Hello World

May 01, 2015

This is a quick overview of Gatsby. Steps i’ve taken so far:

The first site i created actually failed to build, so i had to delete it, and the two repos associated with it, and start over again.

Two repos?

Yes two repos. I had to fight a little bit with the permissions Gatsby asks from Github. Gatsby wants access to all your repos, public and private. That’s a lot to ask for! Some private repos may contain private data, and it seems a bit rich for a cloud-based blogging platform to gain access to all your sources.

Initially i created a repo named “gatsby” but gatsby decided to create a second one, named after the name of the site. I used the minimal template, and for some reason it failed to build. I then had to grant gatsby access to all my repos (since initially i’d only granted access to 1 repo), used another template and it built correct.

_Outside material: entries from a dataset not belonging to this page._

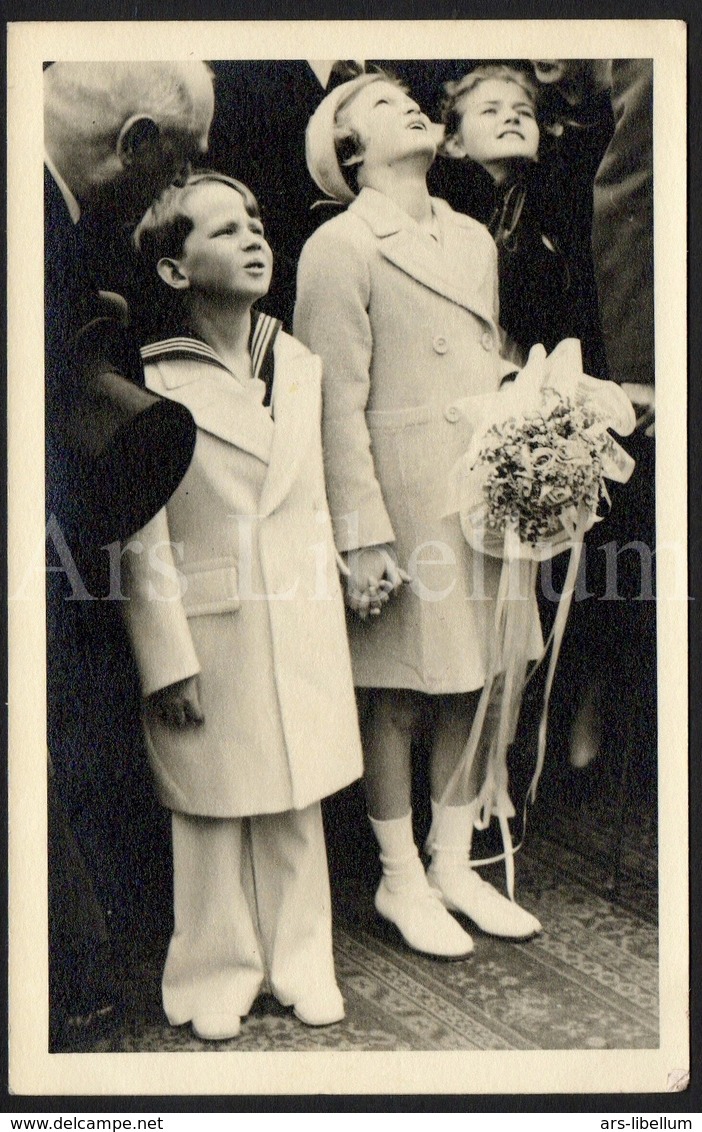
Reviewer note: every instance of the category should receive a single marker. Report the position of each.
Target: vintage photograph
(344, 661)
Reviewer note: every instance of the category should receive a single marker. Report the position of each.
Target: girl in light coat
(237, 622)
(399, 297)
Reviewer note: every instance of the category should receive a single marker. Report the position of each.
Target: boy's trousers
(251, 907)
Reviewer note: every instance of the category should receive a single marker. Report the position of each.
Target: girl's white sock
(399, 854)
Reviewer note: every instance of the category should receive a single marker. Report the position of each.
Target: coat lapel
(219, 403)
(459, 269)
(297, 405)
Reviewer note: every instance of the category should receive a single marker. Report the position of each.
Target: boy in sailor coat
(237, 624)
(399, 297)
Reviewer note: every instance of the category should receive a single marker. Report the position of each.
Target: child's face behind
(225, 254)
(497, 126)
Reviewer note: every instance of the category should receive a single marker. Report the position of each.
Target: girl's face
(225, 254)
(390, 126)
(497, 125)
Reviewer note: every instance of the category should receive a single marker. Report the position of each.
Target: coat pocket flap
(210, 586)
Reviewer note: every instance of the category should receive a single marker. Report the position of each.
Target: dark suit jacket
(94, 730)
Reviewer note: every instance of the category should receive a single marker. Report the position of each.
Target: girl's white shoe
(461, 890)
(422, 920)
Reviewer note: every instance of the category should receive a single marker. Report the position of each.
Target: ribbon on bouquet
(482, 770)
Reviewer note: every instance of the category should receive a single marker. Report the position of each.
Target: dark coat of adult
(541, 219)
(100, 779)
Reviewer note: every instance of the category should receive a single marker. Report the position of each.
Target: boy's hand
(179, 704)
(373, 575)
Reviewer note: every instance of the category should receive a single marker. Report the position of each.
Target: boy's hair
(347, 142)
(456, 92)
(163, 231)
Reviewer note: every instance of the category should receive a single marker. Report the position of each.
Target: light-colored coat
(407, 327)
(256, 603)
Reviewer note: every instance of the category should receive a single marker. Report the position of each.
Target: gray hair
(92, 101)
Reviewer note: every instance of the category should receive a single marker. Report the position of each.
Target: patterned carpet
(588, 983)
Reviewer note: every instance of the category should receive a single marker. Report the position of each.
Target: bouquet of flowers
(530, 485)
(542, 459)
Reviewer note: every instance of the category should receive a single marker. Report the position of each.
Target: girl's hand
(373, 575)
(178, 705)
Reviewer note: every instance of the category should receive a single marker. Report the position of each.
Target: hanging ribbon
(482, 770)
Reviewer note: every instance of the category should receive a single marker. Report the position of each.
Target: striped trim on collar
(264, 332)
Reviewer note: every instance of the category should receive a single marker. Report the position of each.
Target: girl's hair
(167, 225)
(456, 92)
(348, 144)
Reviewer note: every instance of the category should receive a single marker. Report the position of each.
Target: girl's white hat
(319, 147)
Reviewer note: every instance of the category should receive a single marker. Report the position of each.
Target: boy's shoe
(420, 917)
(461, 890)
(216, 1027)
(320, 1008)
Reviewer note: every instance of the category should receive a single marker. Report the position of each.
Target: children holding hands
(237, 624)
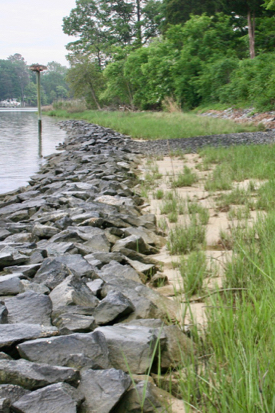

content/blog/hello-world/index.md

So it seems that the Gatsby repo contains a folder structure with ultimately some .md files. That’s pretty awesome as i use a lot of .md files with https://obsidian.md. It seems the .md files sadly need to be in a subdirectory, so just dumping all my .md files into my new gatsby repo probably wouldn’t do the trick. Nevertheless, it seems Gatsby is definitely on the lightweight side of things, so that’s pretty awesome.

The cloud

I seem to have entirely missed the boat when it comes to having hosted blogs that basically work as small hosted webapps. I’m pretty old-school in this regard, since i have a server and just dump everything on there. But i’m starting to think it’s time to move on, and start using all these cloud services since it’ll save me the monthly cost on my server.